In living systems, the formation of structures relies on balancing kinetic and thermodynamic influences powered by reversible covalent bond chemistry. Although synthetic efforts have replicated these processes to some extent, elucidating their combination is necessary to identify mechanisms that confer nature’s structural precision and flexibility within a complex environment. Here we design a photolytic reaction cascade where competing redox pathways control the transience, interconversion and production rates of thiol/disulfide supramolecular monomers in situ. In contrast to direct assembly by dissolution, cascade generation of the same monomers formed hierarchical assemblies with different structural order. Redox-induced cycling between thiol–disulfide formation led to the emergence of new secondary structures and chirality within the final assemblies. These multiple structural states found within the same molecular system demonstrate the concept of assembly plasticity engaged frequently in biology. We demonstrate the importance of reaction complexity in controlling supramolecular propagation and in expanding the library of nanoarchitectures that can be created.
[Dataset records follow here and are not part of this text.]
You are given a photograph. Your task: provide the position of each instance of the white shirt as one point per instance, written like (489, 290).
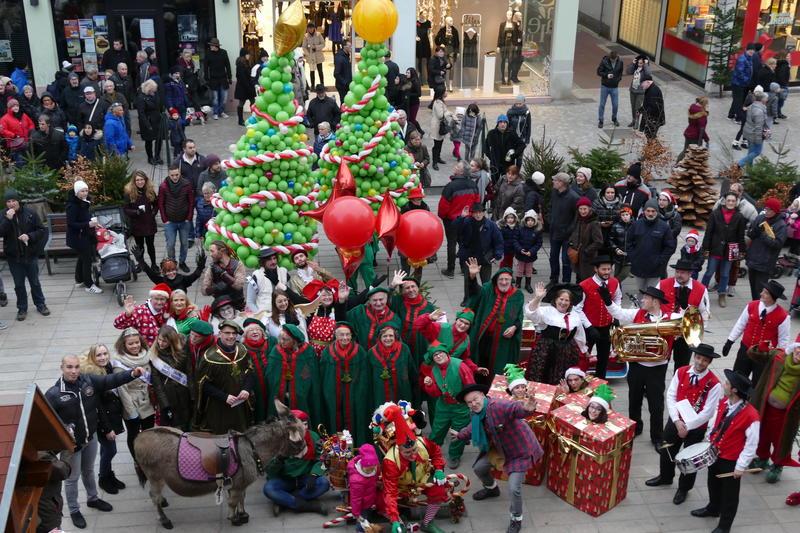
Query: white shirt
(616, 298)
(783, 327)
(712, 400)
(548, 315)
(751, 438)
在生命系统中，结构的形成依赖于由可逆共价键化学提供动力的平衡动力学和热力学影响。尽管合成努力在一定程度上复制了这些过程，但阐明它们的组合对于确定在复杂环境中赋予自然结构精度和灵活性的机制是必要的。在这里，我们设计了一个光解反应级联，其中竞争性氧化还原途径控制原位硫醇/二硫化物超分子单体的瞬态、相互转化和生产率。与通过溶解直接组装相反，相同单体的级联生成形成具有不同结构顺序的分层组装。氧化还原诱导的硫醇-二硫化物形成之间的循环导致最终组件中出现新的二级结构和手性。在同一分子系统中发现的这些多种结构状态证明了生物学中经常涉及的组装可塑性概念。我们证明了反应复杂性在控制超分子传播和扩展可创建的纳米结构库方面的重要性。